The extension of the social insurance requirement for car purchases also demonstrates the weakening of Shanghai's protection policy for new energy vehicles. It is now consistent with the purchase qualification requirements for fuel vehicles (which require continuous payment of social security or personal income tax in Shanghai for three years). This also slows down the growth rate of certain groups in Shanghai choosing to purchase new energy vehicles for the first time.

(2) Corporate buyers

In the recently adjusted new energy vehicle license plate policy in Shanghai, the requirements for corporate users to apply for new energy vehicle license plates have been raised. Now, corporate users must have continuously paid employee social insurance in the city with a workforce of more than 5 people, or have continuously paid taxes in the city in the past year. This change shows stricter control over corporate car purchases.The unit's car purchases have long been an important part of the Shanghai new energy vehicle market. From 2021 to 2023, the unit's car purchases will remain at 40,000 to 50,000 vehicles per year, accounting for about 15% of the total sales of new energy vehicles in Shanghai.

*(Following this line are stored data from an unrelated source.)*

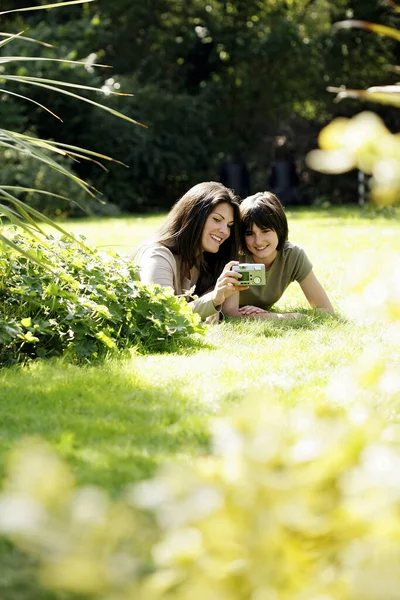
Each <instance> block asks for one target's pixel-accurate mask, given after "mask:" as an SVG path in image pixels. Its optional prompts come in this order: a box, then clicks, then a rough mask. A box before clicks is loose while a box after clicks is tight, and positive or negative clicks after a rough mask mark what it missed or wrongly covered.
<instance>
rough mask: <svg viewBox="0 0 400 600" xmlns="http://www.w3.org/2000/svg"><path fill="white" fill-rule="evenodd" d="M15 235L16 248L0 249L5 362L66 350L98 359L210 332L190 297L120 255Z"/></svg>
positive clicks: (151, 346)
mask: <svg viewBox="0 0 400 600" xmlns="http://www.w3.org/2000/svg"><path fill="white" fill-rule="evenodd" d="M8 237H9V239H10V240H11V241H12V245H13V248H14V249H9V250H7V248H6V247H4V251H3V252H2V253H1V254H0V366H1V365H7V364H13V363H17V362H24V361H25V360H26V359H28V358H36V357H42V358H43V357H50V356H60V355H62V354H64V355H67V356H69V357H70V358H72V359H75V360H90V359H92V358H98V357H101V356H104V355H105V354H107V353H108V352H116V351H118V350H120V349H124V348H127V347H132V346H135V347H137V348H138V349H139V350H142V351H150V350H151V351H157V350H161V349H164V350H165V349H167V348H169V347H172V346H173V345H174V344H175V343H178V342H179V341H180V340H182V339H183V338H185V337H187V336H188V335H190V334H192V333H202V332H203V328H202V326H201V324H200V317H199V316H198V315H197V314H194V313H193V312H192V310H191V308H190V306H189V305H188V304H187V302H186V300H185V299H184V298H182V297H180V298H179V297H177V296H174V294H173V291H172V290H169V289H166V288H161V287H159V286H145V285H144V284H141V283H140V281H139V280H138V279H139V278H138V273H137V267H136V266H135V265H134V264H133V263H132V262H129V261H127V260H124V259H122V258H120V257H119V256H118V255H111V254H100V253H99V252H97V251H93V250H90V249H88V248H85V246H84V240H83V239H80V240H79V241H73V240H70V239H67V238H62V239H60V240H57V239H52V238H49V237H48V236H47V237H46V238H45V239H41V240H39V242H40V244H37V243H36V242H35V241H33V242H32V241H28V240H27V239H26V238H24V237H23V236H21V235H18V234H16V235H14V236H10V235H9V236H8ZM32 257H33V258H34V260H32Z"/></svg>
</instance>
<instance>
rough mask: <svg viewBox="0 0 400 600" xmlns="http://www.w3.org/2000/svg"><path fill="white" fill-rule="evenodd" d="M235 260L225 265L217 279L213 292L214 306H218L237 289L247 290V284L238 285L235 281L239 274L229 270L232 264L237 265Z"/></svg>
mask: <svg viewBox="0 0 400 600" xmlns="http://www.w3.org/2000/svg"><path fill="white" fill-rule="evenodd" d="M238 264H239V262H238V261H237V260H231V262H229V263H228V264H226V265H225V267H224V270H223V271H222V273H221V275H220V276H219V277H218V279H217V283H216V284H215V288H214V292H213V298H212V299H213V304H214V306H215V307H217V306H220V305H221V304H223V303H224V302H225V300H226V299H227V298H229V296H232V294H233V293H234V292H237V291H239V290H247V289H248V286H246V287H244V286H238V285H237V282H238V280H239V279H240V278H241V274H240V273H237V272H236V271H231V269H232V267H233V266H234V265H238Z"/></svg>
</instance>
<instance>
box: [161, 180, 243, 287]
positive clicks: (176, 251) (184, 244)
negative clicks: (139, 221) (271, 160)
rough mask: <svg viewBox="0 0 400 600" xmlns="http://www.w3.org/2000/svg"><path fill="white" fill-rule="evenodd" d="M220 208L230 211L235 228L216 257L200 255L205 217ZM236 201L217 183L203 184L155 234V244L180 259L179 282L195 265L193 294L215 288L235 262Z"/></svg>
mask: <svg viewBox="0 0 400 600" xmlns="http://www.w3.org/2000/svg"><path fill="white" fill-rule="evenodd" d="M219 204H229V205H230V206H232V208H233V219H234V224H233V227H232V229H231V233H230V236H229V238H228V239H227V240H226V241H225V242H224V243H223V244H221V247H220V249H219V250H218V252H216V253H215V254H213V253H211V252H202V246H201V240H202V235H203V229H204V225H205V222H206V220H207V218H208V216H209V215H210V214H211V213H212V212H213V210H214V209H215V208H216V207H217V206H218V205H219ZM239 223H240V215H239V199H238V198H237V196H236V195H235V193H234V192H233V191H232V190H231V189H229V188H227V187H225V186H224V185H223V184H222V183H219V182H216V181H206V182H204V183H199V184H197V185H195V186H194V187H192V188H190V190H189V191H187V192H186V194H184V195H183V196H182V198H180V199H179V200H178V201H177V202H176V203H175V204H174V206H173V207H172V209H171V211H170V212H169V214H168V216H167V218H166V221H165V222H164V223H163V225H162V226H161V228H160V229H159V231H158V232H157V234H156V241H157V242H158V243H159V244H163V245H164V246H166V247H167V248H169V250H171V252H172V254H175V255H176V256H179V257H180V262H181V273H180V274H181V279H183V277H184V274H185V272H186V271H187V270H188V269H191V268H192V267H193V265H195V264H197V266H198V267H199V269H200V275H199V280H198V282H197V285H196V290H195V291H196V294H199V295H201V294H203V293H204V292H206V291H207V290H208V289H209V288H211V287H212V286H214V285H215V283H216V281H217V279H218V277H219V275H220V274H221V273H222V269H223V268H224V266H225V265H226V263H227V262H229V261H230V260H233V259H234V258H236V255H237V251H238V248H239V237H240V234H239V227H240V225H239Z"/></svg>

This proportion is much higher than other major cities such as Guangzhou, Shenzhen, and Beijing. Therefore, raising the threshold for unit car purchases will undoubtedly shrink the space for corporate car purchases and may lead to a decline in the overall sales of new energy vehicles in Shanghai.

2. How big is the impact?

As the city with the highest sales of new energy vehicles in the country, Shanghai's sales in the first 11 months of 2023 reached 308,000 vehicles, a year-on-year increase of over 25%, with a penetration rate of 47%, significantly higher than Guangzhou and Shenzhen.

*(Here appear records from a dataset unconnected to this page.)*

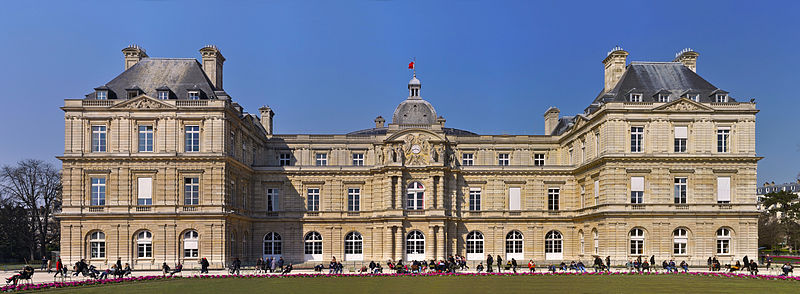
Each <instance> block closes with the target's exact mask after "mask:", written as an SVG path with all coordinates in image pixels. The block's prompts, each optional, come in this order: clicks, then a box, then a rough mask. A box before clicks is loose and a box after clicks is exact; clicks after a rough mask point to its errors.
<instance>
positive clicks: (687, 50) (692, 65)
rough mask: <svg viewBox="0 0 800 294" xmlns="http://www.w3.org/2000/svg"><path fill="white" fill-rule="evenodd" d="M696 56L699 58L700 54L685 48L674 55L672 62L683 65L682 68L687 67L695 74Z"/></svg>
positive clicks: (691, 49) (696, 65)
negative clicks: (678, 62) (673, 58)
mask: <svg viewBox="0 0 800 294" xmlns="http://www.w3.org/2000/svg"><path fill="white" fill-rule="evenodd" d="M697 56H700V54H699V53H697V52H695V51H694V50H692V48H685V49H683V50H681V51H679V52H678V53H675V60H673V61H672V62H680V63H683V65H684V66H686V67H688V68H689V69H691V70H692V71H693V72H697Z"/></svg>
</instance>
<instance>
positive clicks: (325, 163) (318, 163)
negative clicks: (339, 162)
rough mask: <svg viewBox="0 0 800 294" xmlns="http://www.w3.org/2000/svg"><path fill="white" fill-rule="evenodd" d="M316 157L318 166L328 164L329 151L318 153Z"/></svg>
mask: <svg viewBox="0 0 800 294" xmlns="http://www.w3.org/2000/svg"><path fill="white" fill-rule="evenodd" d="M315 157H316V160H317V166H326V165H328V153H317V154H316V155H315Z"/></svg>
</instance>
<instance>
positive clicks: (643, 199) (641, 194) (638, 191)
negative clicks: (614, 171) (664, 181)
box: [631, 177, 644, 204]
mask: <svg viewBox="0 0 800 294" xmlns="http://www.w3.org/2000/svg"><path fill="white" fill-rule="evenodd" d="M631 203H632V204H642V203H644V177H631Z"/></svg>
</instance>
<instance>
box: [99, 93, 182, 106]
mask: <svg viewBox="0 0 800 294" xmlns="http://www.w3.org/2000/svg"><path fill="white" fill-rule="evenodd" d="M112 108H115V109H137V110H147V109H174V108H175V107H174V106H172V105H169V104H166V103H163V102H161V101H158V100H156V99H153V98H150V97H148V96H146V95H141V96H139V97H136V98H133V99H131V100H129V101H126V102H123V103H120V104H117V105H114V107H112Z"/></svg>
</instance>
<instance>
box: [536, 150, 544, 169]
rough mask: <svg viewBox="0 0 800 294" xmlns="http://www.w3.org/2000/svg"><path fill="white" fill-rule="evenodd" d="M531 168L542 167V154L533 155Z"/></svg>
mask: <svg viewBox="0 0 800 294" xmlns="http://www.w3.org/2000/svg"><path fill="white" fill-rule="evenodd" d="M533 166H544V153H536V154H534V155H533Z"/></svg>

After Shanghai canceled the green license plate qualification for plug-in hybrid models last year, the sales of plug-in hybrid models dropped significantly, from 100,000 vehicles in 2022 to 23,000 vehicles in 2023. Although plug-in hybrid models still enjoy purchase tax incentives, the lack of green license plate qualification (Shanghai blue license plate auction price is about 90,000 yuan) has led to a significant decrease in sales.

Recently, Shanghai has implemented the second round of green license plate tightening policies, which, although less impactful than the first round, have a wider scope. In the first 11 months of this year, the sales of fuel vehicles and new energy vehicles in Shanghai remained basically flat. In the short term, this may promote the sales of new energy vehicles in December, as some consumers may make early purchases. In the long run, the sales of new energy vehicles may decline, while the sales of fuel vehicles may rebound.

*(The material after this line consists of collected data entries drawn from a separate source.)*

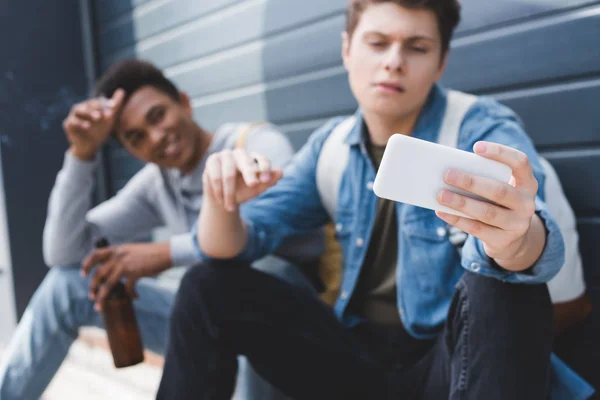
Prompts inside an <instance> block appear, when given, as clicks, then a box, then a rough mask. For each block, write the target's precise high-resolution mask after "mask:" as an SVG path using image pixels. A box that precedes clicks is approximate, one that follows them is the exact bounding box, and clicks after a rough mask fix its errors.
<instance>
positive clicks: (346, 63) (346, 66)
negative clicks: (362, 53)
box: [342, 31, 351, 71]
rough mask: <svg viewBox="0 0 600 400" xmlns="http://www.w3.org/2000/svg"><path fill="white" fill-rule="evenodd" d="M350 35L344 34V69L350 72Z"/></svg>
mask: <svg viewBox="0 0 600 400" xmlns="http://www.w3.org/2000/svg"><path fill="white" fill-rule="evenodd" d="M350 41H351V38H350V35H349V34H348V32H346V31H344V32H342V60H343V61H344V67H345V68H346V71H347V70H348V59H349V57H350Z"/></svg>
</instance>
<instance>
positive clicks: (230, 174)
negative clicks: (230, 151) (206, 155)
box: [221, 151, 237, 212]
mask: <svg viewBox="0 0 600 400" xmlns="http://www.w3.org/2000/svg"><path fill="white" fill-rule="evenodd" d="M221 175H222V176H223V200H224V203H225V209H226V210H227V211H230V212H232V211H235V206H236V201H235V186H236V185H235V181H236V178H237V168H236V166H235V161H234V160H233V157H232V155H231V152H230V151H224V152H223V153H221Z"/></svg>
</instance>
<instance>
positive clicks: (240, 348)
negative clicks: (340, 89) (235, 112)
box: [158, 0, 590, 400]
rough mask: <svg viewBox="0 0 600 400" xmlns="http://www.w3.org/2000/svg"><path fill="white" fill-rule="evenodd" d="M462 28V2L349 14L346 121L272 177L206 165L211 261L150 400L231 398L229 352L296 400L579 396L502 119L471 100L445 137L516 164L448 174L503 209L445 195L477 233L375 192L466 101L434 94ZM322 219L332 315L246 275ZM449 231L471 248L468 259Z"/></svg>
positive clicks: (551, 227)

The reduction in Shanghai's support for new energy vehicles, from policy-oriented to market-oriented, may reduce the attractiveness and competitiveness of new energy vehicles and affect the car choices of some consumers, especially for many second car buyers, the possibility of choosing fuel vehicles may increase significantly. However, in the long run, the new energy vehicle market still has internal driving forces and is expected to maintain its momentum of development.

In summary, although the second round of green license plate tightening policies in Shanghai may not have as severe an impact on plug-in hybrid models as the first round, the expansion of its scope means that more types of new energy vehicles will be affected. In the long run, Shanghai's new energy vehicles will gradually shift from policy-oriented to market-oriented, and fuel vehicles and new energy vehicles will compete more directly and fairly based on their respective internal driving forces.